Ostrogoto [en]

Which Bread Do We Eat?

We know that it’s a silly and useless terminological interlude, but so be it. The more time passes, the more we are constrained to question ourselves about the meaning of little word of nine letters which is often used casually: companion. It seems to derive from the medieval Latin “companio”, a term composed from the preposition “com” and the noun “panis”. A companion is the one who eats the same bread, something of an intimate fellow diner or at least one who takes part in the meal.
It’s a term that over time has become embarrassing, if not suspicious, at least in subversive spheres. From the time that the mania for meals of the people, where around the same dinner table one can find just about anyone, this word has taken on decidedly nauseating traits. One comes to envy the greater semantic precision adopted in France, where among anarchists a precise distinction is in force between camarades and compagnons. The first are generically all those that make up parts of the so-called Movement, the second instead are those closest and most akin. But it is only with the latter that one breaks and eats the same bread.
This explains our indifference, which is transforming into annoyance, when we hear ourselves called comrades by the various militants and activists that infest this planet, whatever the color of their flag.
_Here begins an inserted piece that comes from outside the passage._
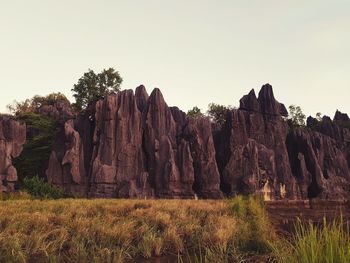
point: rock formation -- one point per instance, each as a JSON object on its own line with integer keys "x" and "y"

Whether they are anarchists for whom the refusal of politics is only one practicable option in the midst of so many others (petitions and sabotage, it’s all grist for the mill), or stalinists for whom the response to repression must be unitary (so long as the refrain is that of defending rights), the result doesn’t change: who are they calling companions? Us?
They are grossly mistaken. We are not their companions, they are not out companions. The bread of revolt does not have the same flavor as that of the institutions. The bread of ethics doesn’t have the same aroma as that of politics. The bread of autonomy doesn’t have the same color as that of herd mentality. Perhaps at times, seen from a distance, they might even seem similar. But one only has to get close to notice the vast difference that separates them. Another thing altogether. 
A person who sits at the same table and eats the same bread as judges and members of parliament, priests and journalists, dissociators and police informants, authoritarians and mind doctors, knows well that these fine people are the only ones that he can call “companion”. As for us, in order to break our solitude, we prefer to go and seek our comrades elsewhere, among the thieves of fire, the revilers of public authority, the waking dreamers, the furious night owls, the seducers of nuns, the ones debauched by vice, the dabblers in clandestine cinema, the hunters for wild strawberries, the haranguers of the clouds, the hooligans of the word, the shiners of stars, the nibblers of the golden fleece, the drunkards of the absolute … and all the vagabonds of the spirit who never bow their heads before the good people.
These, and these alone, are our comrades.
 
(Translator’s Note: In Italy, subversives of various sorts usually refer to each other as “compagno” – companion – and to my knowledge there is no separate word for “comrade” – the more common word used in English among subversives. In order to maintain the word play in this piece, without which some of the points the writers are making would be lost, I chose a more literal translation.)